Alle spiagge sempre meno libere si affianca un altro problema: quello dell’inquinamento delle acque. Come emerge dai dati 2020 del portale Acque del Ministero della Salute, elaborati da Legambiente, il 7,8% dei tratti sabbiosi in Italia – tra chilometri di costa interdetti e abbandonati, per oltre 259 chilometri – non può essere destinato alla balneazione per via dell’inquinamento. Situazione particolarmente grave in Sicilia, Calabria e Campania che insieme contano circa 73,5 km sui 90 interdetti a livello nazionale. A ciò si aggiunga che sono complessivamente 169,04 i chilometri di costa “abbandonati” in tutta Italia
Il risultato è che la spiaggia libera e balneabile nel nostro Paese si riduce mediamente al 40%, sebbene con grandi differenze tra le Regioni.

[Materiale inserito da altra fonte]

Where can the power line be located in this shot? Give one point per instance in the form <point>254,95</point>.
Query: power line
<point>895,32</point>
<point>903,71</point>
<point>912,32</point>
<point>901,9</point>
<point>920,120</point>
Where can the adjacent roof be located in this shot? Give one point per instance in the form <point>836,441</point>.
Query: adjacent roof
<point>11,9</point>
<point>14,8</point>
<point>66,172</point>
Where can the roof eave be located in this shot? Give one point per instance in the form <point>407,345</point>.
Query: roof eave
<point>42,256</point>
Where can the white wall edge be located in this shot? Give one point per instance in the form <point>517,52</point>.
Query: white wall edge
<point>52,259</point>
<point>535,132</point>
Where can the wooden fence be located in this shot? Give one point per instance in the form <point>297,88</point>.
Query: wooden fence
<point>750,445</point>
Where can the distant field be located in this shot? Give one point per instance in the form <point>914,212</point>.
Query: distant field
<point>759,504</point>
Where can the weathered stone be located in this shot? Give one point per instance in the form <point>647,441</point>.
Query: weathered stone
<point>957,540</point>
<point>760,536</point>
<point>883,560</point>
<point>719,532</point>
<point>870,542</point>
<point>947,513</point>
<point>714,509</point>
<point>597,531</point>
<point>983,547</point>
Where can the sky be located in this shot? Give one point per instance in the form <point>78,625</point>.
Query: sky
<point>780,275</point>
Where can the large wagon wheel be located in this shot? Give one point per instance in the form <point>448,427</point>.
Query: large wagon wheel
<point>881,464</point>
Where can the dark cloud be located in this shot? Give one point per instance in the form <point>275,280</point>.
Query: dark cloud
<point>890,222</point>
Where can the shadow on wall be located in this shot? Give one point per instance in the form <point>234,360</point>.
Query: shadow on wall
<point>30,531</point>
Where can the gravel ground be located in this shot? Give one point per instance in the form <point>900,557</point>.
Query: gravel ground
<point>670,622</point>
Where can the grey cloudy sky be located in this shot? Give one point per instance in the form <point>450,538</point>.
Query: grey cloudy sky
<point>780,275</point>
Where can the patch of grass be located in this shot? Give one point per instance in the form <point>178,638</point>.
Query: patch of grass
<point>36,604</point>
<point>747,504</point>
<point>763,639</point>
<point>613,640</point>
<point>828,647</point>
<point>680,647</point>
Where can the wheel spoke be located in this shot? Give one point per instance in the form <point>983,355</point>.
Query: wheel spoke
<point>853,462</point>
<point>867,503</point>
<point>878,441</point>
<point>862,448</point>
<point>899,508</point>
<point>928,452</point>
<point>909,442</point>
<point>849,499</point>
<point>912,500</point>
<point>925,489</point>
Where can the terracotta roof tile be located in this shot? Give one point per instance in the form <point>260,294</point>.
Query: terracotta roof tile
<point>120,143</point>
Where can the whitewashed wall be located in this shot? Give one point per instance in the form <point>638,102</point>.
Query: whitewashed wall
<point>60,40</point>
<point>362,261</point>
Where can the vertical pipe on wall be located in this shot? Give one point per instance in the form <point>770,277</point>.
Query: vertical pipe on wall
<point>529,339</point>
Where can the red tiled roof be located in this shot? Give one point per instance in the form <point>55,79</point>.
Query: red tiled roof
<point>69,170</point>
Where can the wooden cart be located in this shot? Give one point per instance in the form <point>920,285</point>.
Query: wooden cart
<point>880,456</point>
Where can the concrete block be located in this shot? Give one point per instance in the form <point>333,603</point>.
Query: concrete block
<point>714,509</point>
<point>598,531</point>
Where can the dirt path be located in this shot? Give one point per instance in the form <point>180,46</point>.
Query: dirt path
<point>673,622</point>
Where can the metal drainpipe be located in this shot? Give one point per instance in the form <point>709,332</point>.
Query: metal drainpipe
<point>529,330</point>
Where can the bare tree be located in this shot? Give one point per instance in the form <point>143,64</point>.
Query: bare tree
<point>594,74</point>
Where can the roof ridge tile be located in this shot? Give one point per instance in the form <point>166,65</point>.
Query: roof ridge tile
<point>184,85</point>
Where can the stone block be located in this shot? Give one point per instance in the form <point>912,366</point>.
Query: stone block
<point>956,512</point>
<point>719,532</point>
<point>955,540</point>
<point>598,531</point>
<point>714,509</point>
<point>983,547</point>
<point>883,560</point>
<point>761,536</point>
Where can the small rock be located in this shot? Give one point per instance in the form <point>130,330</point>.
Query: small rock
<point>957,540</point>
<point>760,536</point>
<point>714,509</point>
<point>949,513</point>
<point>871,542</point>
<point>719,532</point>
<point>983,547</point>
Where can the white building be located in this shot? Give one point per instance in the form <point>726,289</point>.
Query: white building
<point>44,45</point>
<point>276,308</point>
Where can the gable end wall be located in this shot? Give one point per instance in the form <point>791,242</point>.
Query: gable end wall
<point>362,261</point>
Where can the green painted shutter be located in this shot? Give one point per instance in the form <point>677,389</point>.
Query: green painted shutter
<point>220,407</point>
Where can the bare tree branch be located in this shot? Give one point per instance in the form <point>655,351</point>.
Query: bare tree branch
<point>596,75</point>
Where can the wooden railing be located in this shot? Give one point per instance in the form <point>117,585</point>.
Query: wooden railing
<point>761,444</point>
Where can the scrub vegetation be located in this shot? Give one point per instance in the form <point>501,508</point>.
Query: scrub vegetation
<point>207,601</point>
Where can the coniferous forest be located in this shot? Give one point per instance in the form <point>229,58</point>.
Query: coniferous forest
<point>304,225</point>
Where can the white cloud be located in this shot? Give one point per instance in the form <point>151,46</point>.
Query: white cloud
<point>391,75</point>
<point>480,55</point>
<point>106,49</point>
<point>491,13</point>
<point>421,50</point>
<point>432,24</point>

Non bastano l’aumento delle concessioni balneari e dell’inquinamento. Le nostre coste devono fare i conti anche con la scomparsa delle spiagge per l’erosione costiera. Dal 1970 i tratti di litorale soggetti a erosione sono triplicati e oggi ne soffre il 46% delle coste sabbiose, con percentuali diverse tra le regioni e picchi del 60% e oltre in Abruzzo, Sicilia e Calabria. In media è come se avessimo perso 23 metri di profondità di spiaggia per tutti i 1.750 km di litorale in erosione
. E a causa dei cambiamenti climatici, con l’innalzamento del livello del mare in atto, sono 40 gli ambiti costieri a rischio di inondazione secondo gli scenari elaborati da Enea.
“Le spiagge rappresentano una straordinaria risorsa del nostro Paese, sia in chiave ambientale che turistica, – dichiara Edoardo Zanchini, Vicepresidente di Legambiente – ma anche spazi vissuti da milioni di persone per diversi mesi all’anno. Eppure se ne parla solo per le polemiche, in primis la Bolkestein, senza che vi sia un dibattito all’altezza di queste sfide. Per farlo, serve alzare il livello del confronto ed entrare nel merito delle questioni coinvolgendo tutti gli attori in campo, nessuno escluso. La sfida che vogliamo lanciare ai Comuni costieri, ai balneari, al Governo è di aprire un confronto sul futuro delle spiagge italiane: se entriamo infatti nel merito delle questioni diventa possibile trovare soluzioni di qualità, interesse generale e innovative. È un obiettivo condiviso che vi siano maggiori e più efficaci controlli rispetto alle trasformazioni in corso lungo le coste italiane, per trovare regole capaci di migliorare e diversificare l’offerta, di affrontare questioni ambientali, come l’erosione, che si aggraveranno in una prospettiva di cambiamenti climatici”.